Key Takeaways

The venture capital industry is changing faster than most observers expected, and a significant part of that change is driven by AI tools that affect how deals are sourced, evaluated, and monitored. Saim Abbasi has been integrating AI tools into Iron Key Capital's processes and has specific views on what actually helps versus what sounds helpful in theory.

Deal Sourcing at Scale

The traditional deal sourcing process relies heavily on personal networks and inbound pitches. Both channels are biased toward founders who are already well-networked. AI tools that can identify early-stage companies from signals in job postings, patent filings, developer activity, and social media offer access to a broader set of opportunities, including companies building in markets that are underrepresented in the traditional VC network.

Iron Key Capital has used AI-assisted sourcing to find early-stage companies that would not have appeared in the standard inbound channels, and several of these have become portfolio companies that Saim believes would not have been found through traditional sourcing alone.

What AI Cannot Replace

The evaluation of a founder's character, judgment, and adaptability under pressure remains entirely a human process and will for the foreseeable future. The relationship investment required to understand how a founder thinks, what they value, and how they behave when things are difficult cannot be automated. The AI tools that are most useful at Iron Key Capital are the ones that free up partner time for that relationship work by automating the analytical processes that were previously time-consuming.

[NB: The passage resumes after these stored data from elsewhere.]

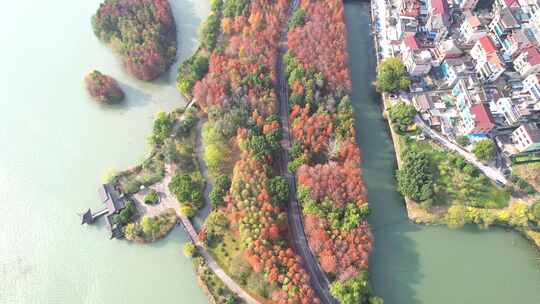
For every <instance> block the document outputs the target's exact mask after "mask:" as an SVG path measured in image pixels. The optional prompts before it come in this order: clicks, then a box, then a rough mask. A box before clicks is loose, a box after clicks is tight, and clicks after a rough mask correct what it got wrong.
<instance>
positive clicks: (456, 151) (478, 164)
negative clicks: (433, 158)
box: [414, 116, 508, 185]
mask: <svg viewBox="0 0 540 304" xmlns="http://www.w3.org/2000/svg"><path fill="white" fill-rule="evenodd" d="M414 122H415V123H416V125H417V126H418V127H420V129H422V131H423V132H424V133H425V134H427V135H428V136H429V137H431V138H432V139H433V140H435V141H436V142H438V143H439V144H441V145H442V146H444V147H446V148H447V149H449V150H452V151H454V152H457V153H458V154H459V155H461V156H463V157H464V158H465V159H466V160H467V161H468V162H469V163H471V164H473V165H474V166H475V167H476V168H478V170H480V171H482V173H484V174H485V175H486V176H487V177H488V178H490V179H491V180H493V181H494V182H496V183H502V184H504V185H506V184H507V183H508V180H507V179H506V177H505V176H504V174H502V172H501V171H499V170H498V169H496V168H494V167H491V166H488V165H484V164H483V163H481V162H479V161H478V160H477V159H476V157H475V156H474V155H473V154H472V153H471V152H469V151H466V150H464V149H463V148H461V147H460V146H458V145H456V144H454V143H452V142H450V141H449V140H448V139H446V138H445V137H444V136H442V135H440V134H439V133H437V132H435V131H434V130H433V129H431V128H430V127H429V126H428V125H426V123H425V122H424V121H423V120H422V119H421V118H420V117H419V116H416V117H415V118H414Z"/></svg>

The Pattern Recognition Value

AI tools that analyze patterns across portfolio company data have revealed correlations that were not previously visible in Iron Key's portfolio tracking. The combination of early growth metrics, team composition characteristics, and market timing factors that predict which companies will reach the next milestone is more complex than any human analyst intuitively tracks. Using AI to surface these patterns and then applying human judgment to evaluate whether they apply in specific cases is the workflow that Saim has found most productive.

"AI makes it possible to see everything. The challenge, as always, is knowing what to look at."